Tel Aviv Israel Bak Kota Mati, Kini Sepi Bersiap Hadapi Serangan Iran

TRIBUNNEWS.COM, ISRAEL – Tel Aviv, ibu kota Israel. Ini seperti kota hantu akhir-akhir ini.

Kota yang biasanya ramai menjadi sangat sepi saat ini.

Pasalnya, warga dan pengusaha dihadapkan pada ketakutan dan ketidakpastian akibat ancaman serangan balasan dari militer Iran.

Tel Aviv-Yafo, perekonomian Israel yang sibuk; Kota ini dikenal di seluruh dunia sebagai pusat perdagangan dan hiburan.
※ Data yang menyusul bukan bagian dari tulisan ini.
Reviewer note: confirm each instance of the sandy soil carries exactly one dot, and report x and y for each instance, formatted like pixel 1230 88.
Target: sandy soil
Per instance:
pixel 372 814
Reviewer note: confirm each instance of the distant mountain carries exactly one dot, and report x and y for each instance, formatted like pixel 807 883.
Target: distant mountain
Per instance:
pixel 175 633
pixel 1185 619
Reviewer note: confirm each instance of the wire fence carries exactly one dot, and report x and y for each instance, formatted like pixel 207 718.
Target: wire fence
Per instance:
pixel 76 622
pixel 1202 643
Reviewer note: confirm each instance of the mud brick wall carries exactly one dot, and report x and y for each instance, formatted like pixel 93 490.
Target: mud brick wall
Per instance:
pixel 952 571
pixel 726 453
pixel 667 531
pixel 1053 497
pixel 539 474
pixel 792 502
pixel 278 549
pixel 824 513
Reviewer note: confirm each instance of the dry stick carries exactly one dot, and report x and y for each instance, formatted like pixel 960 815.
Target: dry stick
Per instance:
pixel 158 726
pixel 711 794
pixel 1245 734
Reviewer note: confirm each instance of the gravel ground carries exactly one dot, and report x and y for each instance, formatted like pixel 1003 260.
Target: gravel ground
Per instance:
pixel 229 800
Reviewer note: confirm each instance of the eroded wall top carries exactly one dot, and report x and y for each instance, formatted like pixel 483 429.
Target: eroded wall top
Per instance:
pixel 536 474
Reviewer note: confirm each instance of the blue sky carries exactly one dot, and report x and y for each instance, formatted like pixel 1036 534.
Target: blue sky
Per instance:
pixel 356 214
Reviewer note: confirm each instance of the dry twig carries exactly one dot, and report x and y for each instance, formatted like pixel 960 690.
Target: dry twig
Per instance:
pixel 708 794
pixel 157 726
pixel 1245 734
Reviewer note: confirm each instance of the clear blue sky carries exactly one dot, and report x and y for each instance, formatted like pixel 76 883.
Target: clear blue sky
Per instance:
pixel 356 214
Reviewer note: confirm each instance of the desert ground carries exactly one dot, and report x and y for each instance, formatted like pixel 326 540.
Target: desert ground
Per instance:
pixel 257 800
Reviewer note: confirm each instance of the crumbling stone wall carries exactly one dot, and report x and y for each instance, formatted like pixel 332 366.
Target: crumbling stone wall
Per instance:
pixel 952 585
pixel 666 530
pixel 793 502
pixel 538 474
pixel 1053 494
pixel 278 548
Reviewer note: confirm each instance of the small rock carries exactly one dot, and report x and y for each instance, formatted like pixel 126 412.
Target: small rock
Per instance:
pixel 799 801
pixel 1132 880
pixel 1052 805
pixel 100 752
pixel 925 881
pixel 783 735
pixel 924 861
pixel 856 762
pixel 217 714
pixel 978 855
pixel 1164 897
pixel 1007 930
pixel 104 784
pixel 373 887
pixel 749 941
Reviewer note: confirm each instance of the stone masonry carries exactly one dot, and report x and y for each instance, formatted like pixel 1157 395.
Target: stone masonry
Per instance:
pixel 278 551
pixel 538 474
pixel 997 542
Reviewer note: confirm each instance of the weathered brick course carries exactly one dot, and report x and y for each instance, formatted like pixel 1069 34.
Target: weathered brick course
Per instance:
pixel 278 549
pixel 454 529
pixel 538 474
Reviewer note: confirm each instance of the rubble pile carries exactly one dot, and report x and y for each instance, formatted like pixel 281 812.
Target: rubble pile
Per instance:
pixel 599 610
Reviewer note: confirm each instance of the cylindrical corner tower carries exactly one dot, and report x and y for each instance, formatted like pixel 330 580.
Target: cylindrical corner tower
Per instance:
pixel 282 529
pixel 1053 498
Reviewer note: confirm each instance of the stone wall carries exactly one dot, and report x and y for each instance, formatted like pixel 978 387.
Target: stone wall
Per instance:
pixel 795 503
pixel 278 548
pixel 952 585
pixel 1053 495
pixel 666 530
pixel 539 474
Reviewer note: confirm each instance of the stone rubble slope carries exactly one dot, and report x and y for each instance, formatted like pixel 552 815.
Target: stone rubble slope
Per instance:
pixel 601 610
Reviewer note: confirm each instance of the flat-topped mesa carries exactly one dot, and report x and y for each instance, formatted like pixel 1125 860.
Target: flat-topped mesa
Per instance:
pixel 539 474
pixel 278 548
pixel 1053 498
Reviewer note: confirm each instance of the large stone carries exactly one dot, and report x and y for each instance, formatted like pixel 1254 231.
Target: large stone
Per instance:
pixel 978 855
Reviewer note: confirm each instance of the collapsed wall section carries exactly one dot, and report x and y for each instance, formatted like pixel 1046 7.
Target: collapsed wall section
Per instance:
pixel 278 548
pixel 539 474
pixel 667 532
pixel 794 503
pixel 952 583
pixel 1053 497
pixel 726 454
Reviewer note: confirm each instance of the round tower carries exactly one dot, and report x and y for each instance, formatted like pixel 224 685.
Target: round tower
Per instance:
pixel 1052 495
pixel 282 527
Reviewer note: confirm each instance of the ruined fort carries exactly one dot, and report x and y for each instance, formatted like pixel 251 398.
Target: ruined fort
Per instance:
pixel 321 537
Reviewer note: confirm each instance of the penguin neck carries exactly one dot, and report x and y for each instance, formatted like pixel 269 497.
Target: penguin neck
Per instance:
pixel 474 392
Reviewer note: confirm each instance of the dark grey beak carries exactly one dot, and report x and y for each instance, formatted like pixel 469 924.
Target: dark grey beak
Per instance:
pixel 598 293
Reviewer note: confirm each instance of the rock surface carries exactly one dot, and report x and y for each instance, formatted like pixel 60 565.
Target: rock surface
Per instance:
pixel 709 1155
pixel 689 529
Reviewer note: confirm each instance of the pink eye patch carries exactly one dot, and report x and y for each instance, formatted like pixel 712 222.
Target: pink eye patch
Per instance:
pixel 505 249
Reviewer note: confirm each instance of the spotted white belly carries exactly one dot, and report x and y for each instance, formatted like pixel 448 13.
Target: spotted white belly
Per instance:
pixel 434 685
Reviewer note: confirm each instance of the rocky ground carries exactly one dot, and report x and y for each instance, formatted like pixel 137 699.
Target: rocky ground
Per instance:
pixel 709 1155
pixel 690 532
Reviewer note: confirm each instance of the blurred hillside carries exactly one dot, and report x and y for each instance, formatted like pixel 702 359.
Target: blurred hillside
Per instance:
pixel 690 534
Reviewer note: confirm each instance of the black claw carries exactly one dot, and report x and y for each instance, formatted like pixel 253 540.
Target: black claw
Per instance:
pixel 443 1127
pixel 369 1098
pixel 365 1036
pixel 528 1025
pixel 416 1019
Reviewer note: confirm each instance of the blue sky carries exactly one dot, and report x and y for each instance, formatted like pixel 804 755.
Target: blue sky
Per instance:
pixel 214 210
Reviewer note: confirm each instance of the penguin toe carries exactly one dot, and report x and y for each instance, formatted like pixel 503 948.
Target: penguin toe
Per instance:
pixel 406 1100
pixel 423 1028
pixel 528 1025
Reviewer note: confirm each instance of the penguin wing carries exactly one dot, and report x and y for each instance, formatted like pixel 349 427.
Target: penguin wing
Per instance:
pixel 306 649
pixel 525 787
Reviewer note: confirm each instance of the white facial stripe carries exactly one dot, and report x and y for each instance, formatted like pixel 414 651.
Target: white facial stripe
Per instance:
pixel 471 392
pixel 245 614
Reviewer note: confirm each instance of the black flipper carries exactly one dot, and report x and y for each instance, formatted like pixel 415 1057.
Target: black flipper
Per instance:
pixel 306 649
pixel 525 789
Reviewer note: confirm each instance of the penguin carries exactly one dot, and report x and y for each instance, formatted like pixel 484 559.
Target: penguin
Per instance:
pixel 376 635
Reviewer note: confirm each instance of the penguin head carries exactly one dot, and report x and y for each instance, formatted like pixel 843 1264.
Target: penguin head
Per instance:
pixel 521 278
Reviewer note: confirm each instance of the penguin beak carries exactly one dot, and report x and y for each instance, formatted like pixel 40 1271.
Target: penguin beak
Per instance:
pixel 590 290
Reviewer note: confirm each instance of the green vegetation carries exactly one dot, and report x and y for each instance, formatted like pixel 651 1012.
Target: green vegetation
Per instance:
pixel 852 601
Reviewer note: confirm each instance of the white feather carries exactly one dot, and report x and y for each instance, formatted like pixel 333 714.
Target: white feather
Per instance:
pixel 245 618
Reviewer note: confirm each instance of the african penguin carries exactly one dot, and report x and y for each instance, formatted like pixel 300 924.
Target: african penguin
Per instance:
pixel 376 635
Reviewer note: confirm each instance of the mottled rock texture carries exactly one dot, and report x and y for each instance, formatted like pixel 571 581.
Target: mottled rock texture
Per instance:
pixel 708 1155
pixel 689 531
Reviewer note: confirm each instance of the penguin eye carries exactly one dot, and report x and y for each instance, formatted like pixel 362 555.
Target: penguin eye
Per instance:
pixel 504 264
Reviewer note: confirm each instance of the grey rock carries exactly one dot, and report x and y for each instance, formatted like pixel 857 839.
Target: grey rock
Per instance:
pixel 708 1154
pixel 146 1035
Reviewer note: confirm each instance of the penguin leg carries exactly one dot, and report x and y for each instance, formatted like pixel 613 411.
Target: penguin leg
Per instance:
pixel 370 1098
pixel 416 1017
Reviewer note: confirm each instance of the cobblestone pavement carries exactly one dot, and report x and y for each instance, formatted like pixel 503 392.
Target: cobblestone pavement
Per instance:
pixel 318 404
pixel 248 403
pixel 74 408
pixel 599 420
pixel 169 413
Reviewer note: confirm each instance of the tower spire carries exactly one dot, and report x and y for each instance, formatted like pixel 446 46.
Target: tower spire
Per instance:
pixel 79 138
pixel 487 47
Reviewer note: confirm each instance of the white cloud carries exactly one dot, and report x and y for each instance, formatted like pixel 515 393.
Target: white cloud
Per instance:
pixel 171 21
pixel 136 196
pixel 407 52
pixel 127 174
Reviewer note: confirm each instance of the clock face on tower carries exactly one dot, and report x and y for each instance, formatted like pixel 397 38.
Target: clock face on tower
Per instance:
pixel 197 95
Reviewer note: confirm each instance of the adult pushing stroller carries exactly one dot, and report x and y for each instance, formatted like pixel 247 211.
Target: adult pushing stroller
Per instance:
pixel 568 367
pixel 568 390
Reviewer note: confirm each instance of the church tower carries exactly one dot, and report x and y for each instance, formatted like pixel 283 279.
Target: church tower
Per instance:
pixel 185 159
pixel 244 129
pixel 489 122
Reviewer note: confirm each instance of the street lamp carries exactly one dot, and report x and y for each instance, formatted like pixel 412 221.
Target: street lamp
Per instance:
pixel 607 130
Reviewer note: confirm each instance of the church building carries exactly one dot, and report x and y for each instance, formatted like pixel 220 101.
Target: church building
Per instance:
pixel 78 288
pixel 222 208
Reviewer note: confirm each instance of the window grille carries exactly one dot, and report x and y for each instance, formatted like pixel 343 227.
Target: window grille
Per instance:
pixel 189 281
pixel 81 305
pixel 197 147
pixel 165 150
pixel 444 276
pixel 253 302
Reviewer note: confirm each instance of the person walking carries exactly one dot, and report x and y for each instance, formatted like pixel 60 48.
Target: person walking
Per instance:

Seringkali kota ini penuh dengan kehidupan.

Menurut Jerusalem Post, jalanan dipenuhi pembeli pada Jumat (16/8/2024). Pantai itu penuh dengan orang-orang yang sedang berjemur. pesta di malam hari Itu penuh dengan aktivitas.

Wisatawan menikmati pasar, yang menjadikan kota ini tujuan populer bagi wisatawan. Mereka mengunjungi kafe dan tempat budaya.

Tapi belum lama ini. Ada gambaran yang berbeda.

Jalanan sepi, toko-toko tutup lebih awal, dan suasana sepi menggantikan hiruk pikuk pekerjaan biasanya.

Ketakutan merembes ke udara dan ketegangan memenuhi kota.

Bagi warga dan pemilik usaha, perubahan ini nyata adanya.

Yana Levitan, pemilik Toko Suvenir Alternatif di Kota Tua Yafo, berbagi perasaannya kepada The Media Line.

“Anda dapat merasakan dari jalanan bahwa orang-orang khawatir untuk datang ke sini dan tinggal di Israel. Orang Israel sangat khawatir untuk tinggal di kota tua Jaffa. “Saya tidak tahu apa yang akan terjadi. Tapi kita semua akan berada di sini,” katanya.

Ancaman pembalasan Iran memperparah krisis ini. Dampaknya terhadap perekonomian Israel

Sopir taksi Arab Israel, Sadie, menjelaskan situasinya kepada The Media Line.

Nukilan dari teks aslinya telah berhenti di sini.